Il n’est pas rare le jeudi soir de voir débarquer Pierre avec un matériel impressionnant qu’il doit transporter avec l’aide de ses assistants au bord du bassin.

Il s’agit d’un équipement complet de scaphandrier qui nous renvoie aux débuts de l’exploration et des travaux subaquatiques.

Qui n’a pas rêvé de ces véritables pionniers ? Le souvenir de ces gravures du capitaine Némo est ravivé chaque fois que l’on croise un scaphandrier dans la piscine.

Illustration de scaphandre

Pierre au travers de son club (Scaph25) nous fait partager sa passion pour la plongée en scaphandre et c’est ainsi qu’il propose à ceux qui le souhaitent des baptêmes en piscine et en milieu naturel.

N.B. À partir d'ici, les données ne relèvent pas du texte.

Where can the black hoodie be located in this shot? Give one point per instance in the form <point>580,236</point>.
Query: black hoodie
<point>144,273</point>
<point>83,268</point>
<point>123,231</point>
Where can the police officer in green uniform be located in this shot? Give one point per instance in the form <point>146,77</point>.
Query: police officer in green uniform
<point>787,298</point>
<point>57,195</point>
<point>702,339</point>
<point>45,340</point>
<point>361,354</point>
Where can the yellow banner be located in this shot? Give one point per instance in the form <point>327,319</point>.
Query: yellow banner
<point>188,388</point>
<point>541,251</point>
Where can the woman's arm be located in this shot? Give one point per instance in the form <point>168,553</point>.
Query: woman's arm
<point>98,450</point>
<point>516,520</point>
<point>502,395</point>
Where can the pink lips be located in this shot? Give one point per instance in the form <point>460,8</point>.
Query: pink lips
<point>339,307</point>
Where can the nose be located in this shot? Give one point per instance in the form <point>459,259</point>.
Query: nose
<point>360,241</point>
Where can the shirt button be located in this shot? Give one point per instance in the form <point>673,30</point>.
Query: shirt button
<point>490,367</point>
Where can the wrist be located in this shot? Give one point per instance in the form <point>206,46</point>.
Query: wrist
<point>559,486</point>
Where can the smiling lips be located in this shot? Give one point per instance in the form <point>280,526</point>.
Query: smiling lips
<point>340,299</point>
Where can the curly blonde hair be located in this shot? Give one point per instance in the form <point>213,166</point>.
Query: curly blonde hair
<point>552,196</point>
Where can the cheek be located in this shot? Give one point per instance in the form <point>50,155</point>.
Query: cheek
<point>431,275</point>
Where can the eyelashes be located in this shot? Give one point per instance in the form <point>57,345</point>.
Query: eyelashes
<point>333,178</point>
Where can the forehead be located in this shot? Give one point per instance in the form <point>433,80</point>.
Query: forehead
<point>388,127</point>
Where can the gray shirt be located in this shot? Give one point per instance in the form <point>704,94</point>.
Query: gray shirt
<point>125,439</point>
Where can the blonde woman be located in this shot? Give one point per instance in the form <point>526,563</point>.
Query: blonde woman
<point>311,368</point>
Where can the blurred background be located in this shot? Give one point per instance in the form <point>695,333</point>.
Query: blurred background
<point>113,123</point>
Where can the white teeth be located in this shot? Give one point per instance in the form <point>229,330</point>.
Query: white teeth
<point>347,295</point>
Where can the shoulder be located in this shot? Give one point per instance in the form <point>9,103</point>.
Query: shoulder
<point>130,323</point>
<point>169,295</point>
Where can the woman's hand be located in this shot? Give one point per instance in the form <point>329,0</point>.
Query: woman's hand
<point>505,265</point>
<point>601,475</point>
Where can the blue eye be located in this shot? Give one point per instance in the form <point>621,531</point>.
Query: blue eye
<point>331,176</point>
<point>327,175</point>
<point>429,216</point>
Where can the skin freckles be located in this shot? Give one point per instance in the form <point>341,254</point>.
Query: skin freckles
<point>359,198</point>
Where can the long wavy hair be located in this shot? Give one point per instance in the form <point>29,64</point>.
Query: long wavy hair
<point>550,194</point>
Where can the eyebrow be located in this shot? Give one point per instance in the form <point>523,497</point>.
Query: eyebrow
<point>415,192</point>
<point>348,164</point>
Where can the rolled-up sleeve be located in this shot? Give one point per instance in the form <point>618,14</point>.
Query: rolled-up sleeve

Mais il faut le mériter et être patient le temps de s’équiper, obligatoirement assisté par une ou deux personnes car on perd rapidement toute aisance.

Après avoir enfilé la peau (combinaison), les semelles de plomb, la collerette et le baudrier on pèse déjà quelques dizaines de kilos de plus. La cerise sur la gâteau, c’est le casque, qui termine l’équipement et qui est verrouillé sur la collerette. Bien sûr les systèmes d’alimentation en air respirable et de communication ont été raccordés.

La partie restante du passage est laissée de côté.